In the late 1980’s Public Enemy emerged and changed the industry and culture of Hip-Hop forever. But, can you rewind and take us back to the beginning -- and how oblivious you might have been to the significance of what you we’re doing at the time?
It was definitely one of those things that we didn’t initially recognize, but was guided by the spirit. We didn’t know that what we we’re doing – in the context of those 4 or 5 albums - was going to change the course. But, most important was what we we’re doing outside of the music – such as, the prisons we visited, the hospitals we visited, and the projects we visited – that made the larger difference. Of course, we we’re blinded in hindsight, because we didn’t know that we we’re going to raise a nation of millions or 5,000 leaders. Stevie Wonder said that, “when you believe in things that you don't understand you will suffer.” We we’re trying to resurrect and reflect back on the “Black Panther Party.” We didn’t know that we we’re going to start a mind-revolution, but we knew that we we’re going to start something, so we had a goal.

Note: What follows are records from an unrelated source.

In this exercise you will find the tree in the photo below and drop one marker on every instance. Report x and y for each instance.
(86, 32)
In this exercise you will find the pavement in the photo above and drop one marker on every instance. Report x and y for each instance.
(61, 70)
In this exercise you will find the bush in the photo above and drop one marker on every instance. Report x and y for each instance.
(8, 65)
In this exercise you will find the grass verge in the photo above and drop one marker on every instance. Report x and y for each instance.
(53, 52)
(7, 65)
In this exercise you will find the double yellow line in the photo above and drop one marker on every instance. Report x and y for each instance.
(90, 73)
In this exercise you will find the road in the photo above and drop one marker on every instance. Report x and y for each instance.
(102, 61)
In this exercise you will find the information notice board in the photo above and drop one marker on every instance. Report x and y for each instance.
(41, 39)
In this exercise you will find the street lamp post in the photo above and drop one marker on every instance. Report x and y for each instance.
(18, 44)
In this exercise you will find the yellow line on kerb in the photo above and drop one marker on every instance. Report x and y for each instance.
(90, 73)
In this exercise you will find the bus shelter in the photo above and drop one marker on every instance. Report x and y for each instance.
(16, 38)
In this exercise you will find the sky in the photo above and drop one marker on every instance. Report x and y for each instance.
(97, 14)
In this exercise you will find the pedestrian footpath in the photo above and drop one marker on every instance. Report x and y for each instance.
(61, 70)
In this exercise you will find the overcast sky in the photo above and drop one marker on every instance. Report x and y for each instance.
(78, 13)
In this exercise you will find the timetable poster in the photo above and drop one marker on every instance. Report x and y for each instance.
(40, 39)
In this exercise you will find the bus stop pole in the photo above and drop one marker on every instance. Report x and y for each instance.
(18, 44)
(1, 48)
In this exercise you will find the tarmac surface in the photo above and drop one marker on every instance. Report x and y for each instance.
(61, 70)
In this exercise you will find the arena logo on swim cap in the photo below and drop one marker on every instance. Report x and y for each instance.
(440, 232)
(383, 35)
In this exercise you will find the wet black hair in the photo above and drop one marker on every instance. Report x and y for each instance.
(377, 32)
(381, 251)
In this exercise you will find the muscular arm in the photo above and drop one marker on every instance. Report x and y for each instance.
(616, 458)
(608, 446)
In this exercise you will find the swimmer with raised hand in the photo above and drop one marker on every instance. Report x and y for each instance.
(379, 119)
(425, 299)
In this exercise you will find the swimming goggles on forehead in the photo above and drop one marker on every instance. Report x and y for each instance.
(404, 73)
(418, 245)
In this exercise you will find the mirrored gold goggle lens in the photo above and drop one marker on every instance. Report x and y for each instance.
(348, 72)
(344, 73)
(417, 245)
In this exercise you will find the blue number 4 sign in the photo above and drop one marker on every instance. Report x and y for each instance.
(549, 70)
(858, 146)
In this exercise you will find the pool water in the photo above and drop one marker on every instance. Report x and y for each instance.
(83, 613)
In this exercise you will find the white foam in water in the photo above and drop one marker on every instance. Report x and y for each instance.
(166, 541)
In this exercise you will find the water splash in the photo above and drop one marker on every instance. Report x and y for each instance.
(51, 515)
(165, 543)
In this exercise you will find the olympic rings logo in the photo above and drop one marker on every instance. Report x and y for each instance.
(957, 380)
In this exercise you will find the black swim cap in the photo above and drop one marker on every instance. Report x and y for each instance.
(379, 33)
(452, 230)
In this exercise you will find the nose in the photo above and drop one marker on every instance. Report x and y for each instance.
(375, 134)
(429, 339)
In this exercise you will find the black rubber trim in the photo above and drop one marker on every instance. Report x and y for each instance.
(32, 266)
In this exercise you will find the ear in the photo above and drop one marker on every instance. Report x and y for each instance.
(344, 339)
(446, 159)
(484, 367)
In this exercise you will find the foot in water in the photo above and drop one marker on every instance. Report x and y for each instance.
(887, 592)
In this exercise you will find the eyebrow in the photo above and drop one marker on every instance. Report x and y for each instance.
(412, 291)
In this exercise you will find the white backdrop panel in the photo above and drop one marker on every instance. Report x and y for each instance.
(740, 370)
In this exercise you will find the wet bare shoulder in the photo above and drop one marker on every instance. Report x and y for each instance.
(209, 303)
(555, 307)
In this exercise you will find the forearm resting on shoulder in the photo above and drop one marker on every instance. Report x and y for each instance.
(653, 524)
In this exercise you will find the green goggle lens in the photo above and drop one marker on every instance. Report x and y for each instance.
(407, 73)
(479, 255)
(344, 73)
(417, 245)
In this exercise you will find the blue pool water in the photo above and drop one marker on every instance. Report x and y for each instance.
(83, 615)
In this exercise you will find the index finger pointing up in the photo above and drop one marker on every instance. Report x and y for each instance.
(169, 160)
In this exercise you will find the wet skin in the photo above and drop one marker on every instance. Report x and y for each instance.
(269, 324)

Public Enemy gaining access to Def Jam is still looked upon as a phenomenon today – as many ‘conscious-artists’ lament their inability to get ‘looked upon’ by a mainstream/major record-label. How did the Def Jam thing happen; and being that your message was black-nationalistic in nature, how come no one saw the threat you we’re posing?
They trivialized what we we’re doing. They thought it was cute; and just innocent kids with Malcolm X key chains. No one saw it coming, and they didn’t think that Public Enemy would hit that hard. They heard our music on a College radio station, and automatically assumed that we we’re clawless. Also, initially, they just wanted to sign Chuck D – not the other 6 guys. And then, Chuck D incorporated “The Bomb Squad,” my community activism and Flavor Flav. More so, with Flavor Flav, because they assumed that we couldn’t be dangerous with a ‘clown’ on the stage with us. So, when we stepped up to the plate, and they found out that we we’re raising the conscience-level of black people, we caught them by surprise. By the time they found out our true objective, it was too late. It was too late, because by that time, we had thousands of white kids devoted to our music. And, we incorporated those white kids into our thrust of revolution. Those white kids came to our concerts and carried the messages back to the suburbs. Finally, Def Jam tried to regurgitate our music, and slowly tried to chip away Public Enemy by eliminating its members, one by one – such as giving Flavor-Flav a reality show. From the looks of it today, they might have successfully neutralized Public enemy – and it was by design.
Lastly, what are your upcoming projects – both musical and social?
I can’t give my personal plans up - on an open-interview - but we plan on uniting the political-action networks. What’s wrong with Talib Kweli, Mos-Def, Common, Public Enemy and KRS-One sitting down together to put forth a 4-point agenda to be adhered to? Such as: NO more disrespect of our women in Hip-Hop videos; and NO more ‘bling-blinging’ of Diamonds out of South Africa, Sierra Leone and The Congo; and NO more ‘big I’ and ‘little u’; and NO more signing of contracts with Beer and Liquor companies – which inversely further the destruction of our communities. If we can put forth this platform out, and the artists give their words, things will certainly change.